7
votes

I want to train a bi-directional LSTM in tensorflow to perform a sequence classification problem (sentiment classification).

Because sequences are of variable lengths, batches are normally padded with vectors of zero. Normally, I use the sequence_length parameter in the uni-directional RNN to avoid training on the padding vectors.

How can this be managed with bi-directional LSTM. Does the "sequence_length" parameter work automatically starts from an advanced position in the sequence for the backward direction?

Thank you

2
People who cast close votes as too broad: please explain.Franck Dernoncourt

2 Answers

2
votes

bidirectional_dynamic_rnn also has a sequence_length parameter that takes care of sequences of variable lengths.

https://www.tensorflow.org/api_docs/python/tf/nn/bidirectional_dynamic_rnn (mirror):

sequence_length: An int32/int64 vector, size [batch_size], containing the actual lengths for each of the sequences.

You can see an example here: https://github.com/Franck-Dernoncourt/NeuroNER/blob/master/src/entity_lstm.py

0
votes

In forward pass, rnn cell will stop at sequence_length which is the no-padding length of the input and is a parameter in tf.nn.bidirectional_dynamic_rnn.
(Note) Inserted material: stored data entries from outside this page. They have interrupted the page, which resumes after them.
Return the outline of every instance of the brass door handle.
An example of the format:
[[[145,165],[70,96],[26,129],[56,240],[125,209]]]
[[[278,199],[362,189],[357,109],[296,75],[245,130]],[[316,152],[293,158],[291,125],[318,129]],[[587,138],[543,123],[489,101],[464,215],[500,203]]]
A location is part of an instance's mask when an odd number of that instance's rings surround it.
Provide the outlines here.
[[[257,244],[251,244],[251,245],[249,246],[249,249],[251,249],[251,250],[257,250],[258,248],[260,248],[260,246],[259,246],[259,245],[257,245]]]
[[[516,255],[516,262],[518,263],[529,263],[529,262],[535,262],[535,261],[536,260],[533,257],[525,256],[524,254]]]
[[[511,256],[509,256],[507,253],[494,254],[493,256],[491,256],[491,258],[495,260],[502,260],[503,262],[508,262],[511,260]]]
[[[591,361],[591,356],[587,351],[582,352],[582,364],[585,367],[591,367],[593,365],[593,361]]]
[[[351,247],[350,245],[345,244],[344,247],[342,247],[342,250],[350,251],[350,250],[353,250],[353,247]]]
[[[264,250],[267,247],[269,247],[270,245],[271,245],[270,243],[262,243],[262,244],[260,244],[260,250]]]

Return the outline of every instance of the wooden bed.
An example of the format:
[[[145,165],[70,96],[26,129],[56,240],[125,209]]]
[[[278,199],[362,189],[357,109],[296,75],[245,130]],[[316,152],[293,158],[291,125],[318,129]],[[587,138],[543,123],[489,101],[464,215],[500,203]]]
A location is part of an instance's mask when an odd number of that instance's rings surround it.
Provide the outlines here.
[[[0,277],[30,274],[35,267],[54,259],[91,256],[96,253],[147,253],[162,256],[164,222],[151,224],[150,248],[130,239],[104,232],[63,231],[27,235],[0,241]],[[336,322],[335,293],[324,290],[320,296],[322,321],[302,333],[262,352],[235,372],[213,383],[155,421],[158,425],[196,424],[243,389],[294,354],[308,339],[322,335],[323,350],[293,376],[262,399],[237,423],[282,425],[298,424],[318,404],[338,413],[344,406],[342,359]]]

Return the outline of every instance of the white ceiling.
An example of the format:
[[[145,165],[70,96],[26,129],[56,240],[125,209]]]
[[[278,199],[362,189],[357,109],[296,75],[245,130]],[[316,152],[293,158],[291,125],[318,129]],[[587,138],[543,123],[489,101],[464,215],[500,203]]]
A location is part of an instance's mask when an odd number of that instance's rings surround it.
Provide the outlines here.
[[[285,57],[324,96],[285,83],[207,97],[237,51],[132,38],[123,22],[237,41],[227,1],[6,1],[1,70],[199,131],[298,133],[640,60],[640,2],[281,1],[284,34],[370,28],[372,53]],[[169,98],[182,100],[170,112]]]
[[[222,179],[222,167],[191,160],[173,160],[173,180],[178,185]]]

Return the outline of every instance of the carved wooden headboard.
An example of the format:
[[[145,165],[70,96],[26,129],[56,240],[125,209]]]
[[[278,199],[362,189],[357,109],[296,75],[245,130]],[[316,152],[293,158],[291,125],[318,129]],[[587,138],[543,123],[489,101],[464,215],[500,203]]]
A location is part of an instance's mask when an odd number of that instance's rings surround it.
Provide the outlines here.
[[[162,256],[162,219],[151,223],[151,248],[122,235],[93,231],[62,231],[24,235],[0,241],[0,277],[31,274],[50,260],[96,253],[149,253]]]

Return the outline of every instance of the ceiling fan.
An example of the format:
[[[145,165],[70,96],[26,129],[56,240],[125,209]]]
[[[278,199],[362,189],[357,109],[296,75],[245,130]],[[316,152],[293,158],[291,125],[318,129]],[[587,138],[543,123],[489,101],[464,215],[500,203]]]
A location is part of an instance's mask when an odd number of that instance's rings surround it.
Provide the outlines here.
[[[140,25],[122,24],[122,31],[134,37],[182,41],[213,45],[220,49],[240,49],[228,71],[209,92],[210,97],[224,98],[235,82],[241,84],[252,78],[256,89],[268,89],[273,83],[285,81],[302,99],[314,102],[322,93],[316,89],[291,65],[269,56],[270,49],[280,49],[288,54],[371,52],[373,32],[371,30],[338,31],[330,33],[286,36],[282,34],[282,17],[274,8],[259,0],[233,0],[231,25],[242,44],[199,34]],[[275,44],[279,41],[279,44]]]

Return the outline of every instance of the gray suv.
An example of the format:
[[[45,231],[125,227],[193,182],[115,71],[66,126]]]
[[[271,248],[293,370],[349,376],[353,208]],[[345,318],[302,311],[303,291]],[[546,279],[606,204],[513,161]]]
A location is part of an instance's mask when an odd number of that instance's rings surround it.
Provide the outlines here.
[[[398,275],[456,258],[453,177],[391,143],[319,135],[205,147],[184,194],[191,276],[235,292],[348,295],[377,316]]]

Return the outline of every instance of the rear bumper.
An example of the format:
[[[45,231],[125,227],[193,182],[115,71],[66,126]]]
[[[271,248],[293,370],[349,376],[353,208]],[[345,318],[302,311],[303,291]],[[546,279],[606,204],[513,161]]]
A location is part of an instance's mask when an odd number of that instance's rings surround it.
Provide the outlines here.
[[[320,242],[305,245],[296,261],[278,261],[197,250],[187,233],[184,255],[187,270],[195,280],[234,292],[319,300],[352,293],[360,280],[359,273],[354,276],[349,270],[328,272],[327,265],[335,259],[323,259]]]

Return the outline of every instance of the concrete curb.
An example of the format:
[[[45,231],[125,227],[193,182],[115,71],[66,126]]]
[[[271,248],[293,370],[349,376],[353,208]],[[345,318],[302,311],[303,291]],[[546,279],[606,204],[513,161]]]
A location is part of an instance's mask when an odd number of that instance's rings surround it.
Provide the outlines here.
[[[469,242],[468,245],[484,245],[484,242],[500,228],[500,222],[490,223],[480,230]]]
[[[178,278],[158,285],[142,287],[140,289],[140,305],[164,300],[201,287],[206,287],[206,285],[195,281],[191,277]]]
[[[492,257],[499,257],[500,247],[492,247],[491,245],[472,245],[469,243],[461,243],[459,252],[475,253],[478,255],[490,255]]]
In backward pass, it firstly use function tf.reverse_sequence to reverse the first sequence_length elements and then traverse like that in the forward pass.

https://tensorflow.google.cn/api_docs/python/tf/reverse_sequence

This op first slices input along the dimension batch_axis, and for each slice i, reverses the first seq_lengths[i] elements along the dimension seq_axis.